The IBM Watson Personality Insights service (formerly known as IBM Watson User modeling service in Beta) was released in February as a Generally Available (GA) service on IBM Bluemix. The Personality Insights service uses linguistic analytics to infer the personality traits (“Big Five”), intrinsic needs, and values of individuals from communications that the user makes available via mediums such as email, text messages, tweets, forum posts, and more. These three types of information correspond to the color-coded sections shown when visualizing the analysis that is performed by Personality Insights:


This blog post discusses the extensive research behind the development of the Personality Insights service. For complete information about the service and references to papers that have been published on that research (and on personality traits, intrinsic needs, and values in general), see the Personality Insights documentation.

We started our work on Personality Insight in 2012 as part of a research effort to understand social media behaviors such as responding to questions or propagating information (for example, retweet in Twitter). We explored the characteristics of an individual from social media to understand their impact on such behaviors, and found that people with specific personality characteristics responded and re-tweeted in higher numbers. For example, people who scored high on excitement-seeking are more likely to respond, those who scored high on cautiousness are less likely to respond, and that people who score high on modesty, openness, and friendliness are more likely to propagate information.

As part of our work, we also developed method to compute Big Five and other personality trails from textual information. We use a method that is inspired by existing research and leverages traditional approaches such as using a Linguistic Inquiry and Word Count (LIWC) psycholinguistic dictionary to find psychologically meaningful word categories, while improving upon them.

To infer personality characteristics from textual information, we tokenize the input text and match the tokens with the LIWC psycholinguistic dictionary to compute scores in each dictionary category. We build inferences by matching words from the text with words from the dictionaries. Such words are often self-reflective, such as words about work, family, friends, health, money, feelings, achievement, and positive and negative emotions. We then use a weighted combination approach to derive Big Five and facet scores from LIWC category scores. These weights are the coefficient between category scores and characteristics, using coefficients that were derived by comparing personality scores obtained from surveys with LIWC category scores from text for over 500 individuals.

To infer Values, we use the coefficients derived between Values and LIWC category scores. Because no prior work existed that reported such coefficients, we derived such coefficients by comparing Values scores that were obtained from surveys with LIWC category scores that were obtained from text written by more than 800 individuals.

To infer Needs, we use a statistical model based on ground-truth scores that were obtained through a Needs survey and are correlated against textual features that were derived from text written by more than 200 users. Such textual features are computed by using a custom dictionary derived from the text of users who expressed different needs.
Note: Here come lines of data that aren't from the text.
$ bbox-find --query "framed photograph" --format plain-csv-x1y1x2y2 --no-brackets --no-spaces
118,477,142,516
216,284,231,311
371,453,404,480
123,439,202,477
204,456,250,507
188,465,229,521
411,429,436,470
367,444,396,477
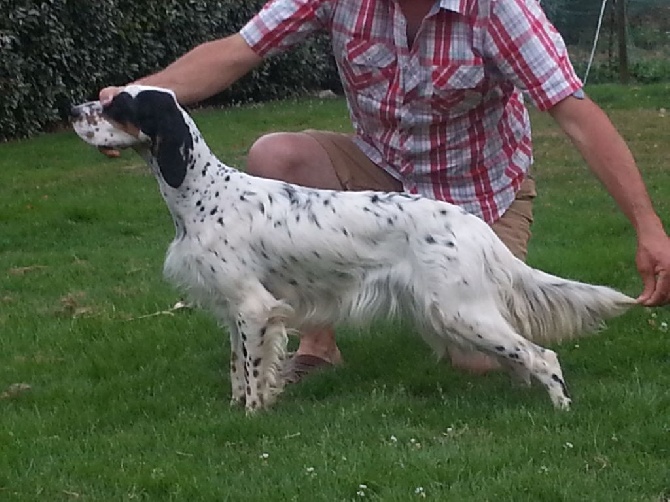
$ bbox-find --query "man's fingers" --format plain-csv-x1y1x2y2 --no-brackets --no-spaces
98,86,122,106
637,272,670,307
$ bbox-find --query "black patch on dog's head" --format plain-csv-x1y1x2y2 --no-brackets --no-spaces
105,90,193,188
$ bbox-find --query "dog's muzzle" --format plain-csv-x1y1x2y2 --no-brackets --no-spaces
70,101,102,122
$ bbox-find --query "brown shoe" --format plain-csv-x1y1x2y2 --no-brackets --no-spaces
281,354,333,383
98,146,121,159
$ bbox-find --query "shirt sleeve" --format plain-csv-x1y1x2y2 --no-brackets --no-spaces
484,0,583,111
240,0,330,57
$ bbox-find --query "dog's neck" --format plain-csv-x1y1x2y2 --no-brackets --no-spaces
136,112,237,237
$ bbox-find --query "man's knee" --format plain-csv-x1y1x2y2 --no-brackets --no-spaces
247,132,341,190
247,132,303,181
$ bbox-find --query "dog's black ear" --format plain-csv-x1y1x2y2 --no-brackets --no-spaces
104,92,137,124
135,90,193,188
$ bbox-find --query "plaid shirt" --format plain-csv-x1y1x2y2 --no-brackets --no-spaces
240,0,582,223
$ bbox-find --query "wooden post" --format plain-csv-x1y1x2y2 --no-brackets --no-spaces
615,0,630,84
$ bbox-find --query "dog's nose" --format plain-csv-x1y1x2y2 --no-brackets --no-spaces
70,105,82,119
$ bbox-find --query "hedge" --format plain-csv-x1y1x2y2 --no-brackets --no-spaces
0,0,336,140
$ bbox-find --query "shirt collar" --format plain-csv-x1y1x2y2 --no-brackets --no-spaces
437,0,468,14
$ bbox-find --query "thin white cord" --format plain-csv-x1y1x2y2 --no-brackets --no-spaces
582,0,612,85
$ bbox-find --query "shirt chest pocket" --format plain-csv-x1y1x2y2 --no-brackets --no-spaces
341,39,397,101
426,63,485,116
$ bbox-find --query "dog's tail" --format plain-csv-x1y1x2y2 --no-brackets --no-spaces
493,245,637,342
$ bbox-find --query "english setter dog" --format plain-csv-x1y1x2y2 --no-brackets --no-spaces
71,85,636,412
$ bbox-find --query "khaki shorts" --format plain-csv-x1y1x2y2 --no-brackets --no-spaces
304,129,537,260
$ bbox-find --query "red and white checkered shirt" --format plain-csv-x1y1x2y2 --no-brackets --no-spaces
240,0,582,223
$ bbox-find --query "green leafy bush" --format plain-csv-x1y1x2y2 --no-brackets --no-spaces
0,0,335,140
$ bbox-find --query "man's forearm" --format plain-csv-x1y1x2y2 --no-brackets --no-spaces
137,34,262,104
549,97,665,239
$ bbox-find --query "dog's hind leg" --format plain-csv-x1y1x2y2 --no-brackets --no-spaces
433,303,570,409
228,322,247,406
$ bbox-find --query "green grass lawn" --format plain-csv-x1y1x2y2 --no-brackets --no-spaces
0,86,670,502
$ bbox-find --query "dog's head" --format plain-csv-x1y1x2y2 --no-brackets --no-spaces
70,85,193,188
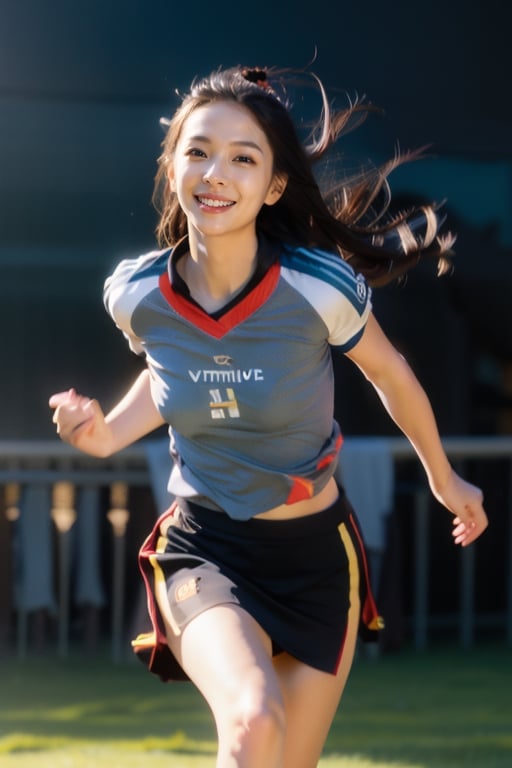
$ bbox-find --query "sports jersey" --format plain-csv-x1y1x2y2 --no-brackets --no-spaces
105,238,371,520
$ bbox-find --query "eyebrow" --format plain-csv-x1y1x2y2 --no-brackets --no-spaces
189,134,263,154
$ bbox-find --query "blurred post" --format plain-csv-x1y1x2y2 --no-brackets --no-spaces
107,483,130,662
52,482,76,656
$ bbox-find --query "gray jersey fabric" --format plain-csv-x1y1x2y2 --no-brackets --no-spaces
105,237,371,520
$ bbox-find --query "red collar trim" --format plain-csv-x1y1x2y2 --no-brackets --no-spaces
159,262,281,339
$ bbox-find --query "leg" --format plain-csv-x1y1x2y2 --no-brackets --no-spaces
274,536,360,768
168,604,285,768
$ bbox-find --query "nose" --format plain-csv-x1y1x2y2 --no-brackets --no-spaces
203,161,226,186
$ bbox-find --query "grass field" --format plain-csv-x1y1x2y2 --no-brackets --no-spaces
0,647,512,768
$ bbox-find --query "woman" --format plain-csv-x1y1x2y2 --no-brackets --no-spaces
50,68,487,768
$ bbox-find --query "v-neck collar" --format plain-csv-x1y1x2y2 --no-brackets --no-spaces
159,236,280,339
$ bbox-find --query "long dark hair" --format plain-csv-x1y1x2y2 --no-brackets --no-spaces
153,67,455,285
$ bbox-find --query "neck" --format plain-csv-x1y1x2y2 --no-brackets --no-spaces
181,231,258,312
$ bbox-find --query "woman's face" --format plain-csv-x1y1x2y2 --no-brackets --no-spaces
169,101,285,242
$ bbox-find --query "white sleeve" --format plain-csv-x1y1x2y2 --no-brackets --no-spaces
103,252,161,355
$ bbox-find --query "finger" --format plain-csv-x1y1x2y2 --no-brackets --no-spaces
48,389,76,408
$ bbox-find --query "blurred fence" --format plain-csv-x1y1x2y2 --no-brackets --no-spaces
0,437,512,660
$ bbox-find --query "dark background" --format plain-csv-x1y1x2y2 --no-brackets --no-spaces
0,0,512,439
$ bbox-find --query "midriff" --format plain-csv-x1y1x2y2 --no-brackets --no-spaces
254,477,339,520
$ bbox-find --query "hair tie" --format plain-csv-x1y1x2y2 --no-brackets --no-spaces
242,67,272,90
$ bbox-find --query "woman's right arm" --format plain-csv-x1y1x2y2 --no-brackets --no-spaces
49,370,164,458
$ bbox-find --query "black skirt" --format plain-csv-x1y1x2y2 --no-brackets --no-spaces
132,489,383,681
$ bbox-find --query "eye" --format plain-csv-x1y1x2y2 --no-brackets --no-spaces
185,147,206,157
235,155,254,165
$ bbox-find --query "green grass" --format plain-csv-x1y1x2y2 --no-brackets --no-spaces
0,647,512,768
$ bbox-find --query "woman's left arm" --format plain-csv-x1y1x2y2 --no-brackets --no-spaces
347,315,487,546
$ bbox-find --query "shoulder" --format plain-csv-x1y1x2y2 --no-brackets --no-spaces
281,244,371,314
103,248,171,314
105,248,171,286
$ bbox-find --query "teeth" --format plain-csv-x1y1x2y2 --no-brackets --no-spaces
198,197,233,208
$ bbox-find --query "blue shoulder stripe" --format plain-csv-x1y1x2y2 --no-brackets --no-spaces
281,245,369,314
128,248,172,283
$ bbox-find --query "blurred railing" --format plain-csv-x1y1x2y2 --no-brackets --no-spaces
0,437,512,660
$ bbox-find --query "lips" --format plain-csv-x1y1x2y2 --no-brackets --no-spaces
196,195,235,210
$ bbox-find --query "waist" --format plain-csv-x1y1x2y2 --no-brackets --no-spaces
255,477,339,520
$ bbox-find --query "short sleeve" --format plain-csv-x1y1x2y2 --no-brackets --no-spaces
103,251,168,355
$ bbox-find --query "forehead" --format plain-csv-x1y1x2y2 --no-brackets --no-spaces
180,101,268,148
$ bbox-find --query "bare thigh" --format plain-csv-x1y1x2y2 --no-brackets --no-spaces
167,604,281,710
To help verify the accuracy of our models, we compared scores derived by the models with survey-based scores for 250 Twitter users. We found that scores for characteristics inferred for all three models correlated significantly with survey-based scores for more than 80 percent of the Twitter users. Participants also used a five-point scale to rate how well each derived characteristic matched their perceptions of themselves, which showed that the inferred characteristics largely matched their self-perceptions. The following figure summarizes these ratings:


We can infer personality characteristics with reasonable accuracy, but the real question is how they impact real world behavior. Over the last few years, we have conducted a set of studies to identify the extent to which such personality characteristics can predict people’s behavior and preferences. We found that people with high openness and low emotional range (neuroticism) scores were likely to respond favorably to opportunities such as clicking on an advertisement or following an account. To demonstrate this, we found that targeting the top 10 percent of such users resulted in increases in click rate from 6.8 percent to 11.3 percent, and in follow rate from 4.7 percent to 8.8 percent.

Multiple recent studies show similar results for characteristics computed from social media data. One recent study with retail store data found that people with high orderliness, self-discipline, and cautiousness scores, but low immoderation scores, were 40 percent more likely to respond to coupons than the random population. A second study found that people with specific Values had  specific reading interests. For example, people with a higher self-transcendence (motivation to help others) value demonstrated an interest in reading articles about the environment, and people with a higher self-enhancement (concerned with their  own success) value showed an interest in reading articles about work. A third study of more than 600 Twitter users found that a person’s personality characteristics can predict his or her brand preference with 65 percent accuracy.   

When inferring information from text, a key question is how much text is required in order to make reliable inferences about personality characteristics. We have done experiments to understand how word quantity affects our assesments, and have found that our service requires at least 3500 words written by an individual to produce a personality portrait with meaningful results. If you submit fewer than 2000 words, the service reports a warning but still processes the input.  If you provide fewer than 100 words, the service reports an error and does not analyze the input text. In addition, the input text must contain at least 70 words that match words found in the standard Linguistic Inquiry and Word Count (LIWC) psycholinguistic dictionary. The requirement of a minimum of 70 matching words from this dictionary was verified through a series of experiments that were done with the corpus used by the service.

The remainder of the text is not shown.